The comfort zone paradox

Is that the people who make it a habit to step outside their comfort zone – who say yes to experiencing fear and discomfort – are the people who live more comfortably.

They are more happy, less stressed, have better health and a higher quality of life.

Why?

First, staying within your comfort zone means you hide, of course, from the very situations, people, experiences and places that make life joyful, rich and meaningful.

Some examples:

The person who isn’t their true self because it feels scary, risky and uncertain, also misses out on excitement, purpose and growth.

The person who doesn’t show vulnerability because it exposes them to fear, rejection and hurt, also misses out on belonging, creativity and courage.

The person who doesn’t allow their self to fall in love because it’s scary and exposes them to conflict, pain and heartbreak, also misses out on joy, meaning and connection.

Second, and this is most important: your comfort zone isn’t actually comfortable.

That’s right. It’s a myth.

Sadness, stress, setbacks and conflicts are a package deal that come with the gift of living. The truth is all of us experience discomfort, irrespective of how much we live in our comfort zone.

And if the comfort zone isn’t comfy, where are you going to live?

How to deal with difficult emotions

Here’s an exercise I recommend, that takes just 5 to 10 minutes to complete:

Step 1. Sit or lie down, with your eyes open or closed, and focus on breathing deeply as you call to mind a difficult emotion you experienced recently.

It may be anger, greed, jealousy, fear, grief, or anything similar.

Step 2. Notice and reflect, for a couple of minutes, how you feel about this emotion.

Are you uncomfortable? Do you dislike it? Do you wish you could have prevented it from arising? Do you feel ashamed, or consider yourself wrong, for having this difficult feeling?

Step 3. Spend at least a minute observing what happens when you translate this emotion to a state of pain and suffering.

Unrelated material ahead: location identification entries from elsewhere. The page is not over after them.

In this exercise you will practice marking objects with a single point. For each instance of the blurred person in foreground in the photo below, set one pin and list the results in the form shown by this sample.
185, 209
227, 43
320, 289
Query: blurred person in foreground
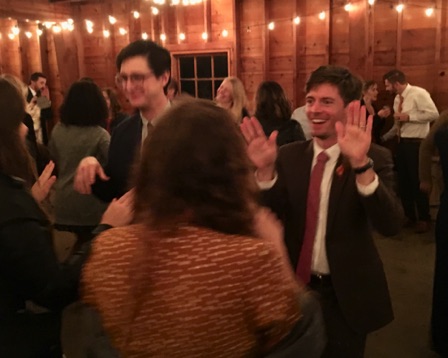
199, 274
329, 193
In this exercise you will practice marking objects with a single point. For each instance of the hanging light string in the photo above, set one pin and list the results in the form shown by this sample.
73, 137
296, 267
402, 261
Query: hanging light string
154, 10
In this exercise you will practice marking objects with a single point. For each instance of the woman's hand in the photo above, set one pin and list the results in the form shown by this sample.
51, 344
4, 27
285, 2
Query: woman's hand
42, 186
120, 212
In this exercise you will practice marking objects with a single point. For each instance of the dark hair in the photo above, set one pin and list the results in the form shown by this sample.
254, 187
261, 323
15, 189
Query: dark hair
36, 75
84, 105
158, 57
349, 85
206, 179
272, 105
367, 85
395, 76
115, 107
14, 157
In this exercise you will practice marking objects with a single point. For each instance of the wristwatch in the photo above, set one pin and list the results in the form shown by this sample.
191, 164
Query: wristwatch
364, 168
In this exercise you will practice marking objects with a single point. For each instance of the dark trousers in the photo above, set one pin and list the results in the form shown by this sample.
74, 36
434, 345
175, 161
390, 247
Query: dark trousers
342, 340
412, 197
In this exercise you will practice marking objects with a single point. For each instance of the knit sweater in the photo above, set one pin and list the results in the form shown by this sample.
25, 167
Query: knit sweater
189, 292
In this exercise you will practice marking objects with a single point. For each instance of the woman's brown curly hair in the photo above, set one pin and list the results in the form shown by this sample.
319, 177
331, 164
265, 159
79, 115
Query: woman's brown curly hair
195, 168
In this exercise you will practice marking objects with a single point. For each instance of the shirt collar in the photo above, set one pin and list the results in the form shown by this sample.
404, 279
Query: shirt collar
156, 119
406, 90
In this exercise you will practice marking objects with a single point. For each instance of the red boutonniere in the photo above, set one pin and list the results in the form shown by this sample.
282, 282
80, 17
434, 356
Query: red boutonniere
340, 170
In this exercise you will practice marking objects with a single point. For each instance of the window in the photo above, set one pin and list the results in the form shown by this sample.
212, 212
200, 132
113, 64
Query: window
201, 75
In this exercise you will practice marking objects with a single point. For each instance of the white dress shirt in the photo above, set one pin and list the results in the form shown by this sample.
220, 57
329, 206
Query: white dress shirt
417, 103
154, 122
319, 262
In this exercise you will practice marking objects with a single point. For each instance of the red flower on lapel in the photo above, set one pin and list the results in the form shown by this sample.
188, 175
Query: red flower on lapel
340, 170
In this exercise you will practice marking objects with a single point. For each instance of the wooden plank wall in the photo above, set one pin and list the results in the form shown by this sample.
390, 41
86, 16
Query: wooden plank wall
370, 40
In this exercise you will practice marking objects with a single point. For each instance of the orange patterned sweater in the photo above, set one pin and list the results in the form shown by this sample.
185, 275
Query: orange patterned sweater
192, 292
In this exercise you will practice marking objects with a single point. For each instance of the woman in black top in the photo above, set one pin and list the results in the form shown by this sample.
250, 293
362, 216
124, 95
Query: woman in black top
273, 110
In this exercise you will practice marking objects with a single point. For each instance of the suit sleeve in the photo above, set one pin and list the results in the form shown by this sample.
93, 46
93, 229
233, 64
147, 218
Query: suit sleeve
383, 207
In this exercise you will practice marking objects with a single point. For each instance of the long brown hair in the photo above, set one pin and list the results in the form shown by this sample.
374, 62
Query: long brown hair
14, 157
195, 168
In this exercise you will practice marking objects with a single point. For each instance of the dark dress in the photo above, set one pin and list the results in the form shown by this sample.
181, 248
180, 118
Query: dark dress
377, 126
439, 322
288, 131
29, 271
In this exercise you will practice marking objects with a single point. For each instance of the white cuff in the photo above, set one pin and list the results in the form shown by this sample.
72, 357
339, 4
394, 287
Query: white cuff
369, 189
266, 185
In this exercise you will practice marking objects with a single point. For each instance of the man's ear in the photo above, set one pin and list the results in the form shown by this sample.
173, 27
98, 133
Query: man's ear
165, 77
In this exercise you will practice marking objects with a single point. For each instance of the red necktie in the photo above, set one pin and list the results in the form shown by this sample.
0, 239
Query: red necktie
312, 216
400, 109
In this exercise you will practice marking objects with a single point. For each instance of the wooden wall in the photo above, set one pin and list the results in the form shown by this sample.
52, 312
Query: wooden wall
370, 40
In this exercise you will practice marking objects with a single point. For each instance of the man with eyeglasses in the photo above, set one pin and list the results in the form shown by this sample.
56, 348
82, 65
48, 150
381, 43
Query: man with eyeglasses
143, 75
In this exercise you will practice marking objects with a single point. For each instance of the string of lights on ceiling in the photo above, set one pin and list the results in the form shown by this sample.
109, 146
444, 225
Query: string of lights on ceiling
69, 24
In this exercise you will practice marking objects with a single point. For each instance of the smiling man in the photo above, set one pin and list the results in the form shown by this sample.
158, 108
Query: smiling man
329, 192
143, 75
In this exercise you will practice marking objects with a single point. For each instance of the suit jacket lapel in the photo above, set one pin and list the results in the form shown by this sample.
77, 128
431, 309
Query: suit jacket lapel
340, 177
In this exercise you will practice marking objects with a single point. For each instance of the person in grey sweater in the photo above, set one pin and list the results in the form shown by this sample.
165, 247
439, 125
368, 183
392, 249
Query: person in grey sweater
79, 134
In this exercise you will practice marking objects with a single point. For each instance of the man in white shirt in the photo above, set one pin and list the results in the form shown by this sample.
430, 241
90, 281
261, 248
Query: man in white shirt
414, 110
355, 193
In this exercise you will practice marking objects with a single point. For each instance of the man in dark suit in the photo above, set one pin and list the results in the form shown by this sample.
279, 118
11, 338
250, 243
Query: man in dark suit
329, 239
144, 72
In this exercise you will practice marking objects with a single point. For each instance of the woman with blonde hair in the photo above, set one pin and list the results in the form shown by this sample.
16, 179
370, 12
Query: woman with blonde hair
232, 96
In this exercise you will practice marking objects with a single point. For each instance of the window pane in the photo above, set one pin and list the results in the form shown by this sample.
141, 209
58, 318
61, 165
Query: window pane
217, 84
220, 66
188, 87
204, 68
186, 67
205, 89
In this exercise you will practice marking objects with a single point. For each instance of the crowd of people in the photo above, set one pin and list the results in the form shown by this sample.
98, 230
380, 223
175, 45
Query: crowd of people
202, 230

How does this state make you feel? How does your body react to it? Does it feel overwhelming? Is it something you want to avoid?

Step 4. Now, for at least 2 minutes, if not more, take that pain and suffering and observe it being held and surrounded by a sea of kindness and compassion. 

If any uncomfortable thoughts or feelings about having this emotion come up, notice them for a moment, and then return your attention back to the ever-flowing sea of kindness and compassion.

What does this feel like in your body? How does your body feel differently about this difficult emotion now?

This short exercise forms part of a scientifically proven program that can be used in combination with journaling and sharing how you are feeling with another, whenever difficult emotions arise.

Well worth understanding, too, a couple of the reasons why this exercise works:

  1. Unlike other strategies you may use (such as trying not to think about it, or avoiding the situation where the feeling comes up), it does not try to control the arrival of these difficult feelings.

We must remember that difficult feelings arise naturally, in all of us, as certain events unfold in our life. Judging them, or ourselves, is unhelpful. Avoiding them is impossible.

Indeed, I believe most difficult emotions are actually pre-requisites for experiencing more joy, growth and expansion in our lives.

  1. It teaches you that you don’t need to be overcome by, defined by, fall into, act from, or avoid any difficult emotion.

Because whilst you cannot prevent them from arising, you can commit to recognising them, having kindness and compassion for them, and letting their hold over you go.

No, you can’t always choose how you feel.

But yes, you can always question how you choose to feel about how you feel.

What to do when change is hard

Why is changing a behaviour or emotional response so difficult?

Research shows that it’s often because we value the very part of us that causes it.

Some examples.

Those who struggle to change:

  • impulsive behaviour, value being spontaneous.
  • being perfectionist, value having drive and ambition.
  • feeling depressed, value self-reflection.
  • worrying or anxiety, value showing responsibility.
  • looking for faults, value being serious.
  • being dependant on others, value being caring.

2 thoughts on this research.

First, when change is hard, start by looking inside yourself. Changing a behaviour or emotional response requires both:

  1. An understanding of your current way of thinking. What thoughts are causing this resistance to change?
  2. The development of an alternative worldview. One that supports the change you seek.

Second, also well worth asking: should I change here?

If it is actually my strengths that are causing my unhappiness, what’s stopping me from choosing to wholeheartedly accept myself, exactly as I am?

Remember, change starts from within.

And sometimes, the change required isn’t about avoiding or fixing. It’s about accepting, and embracing, all of you.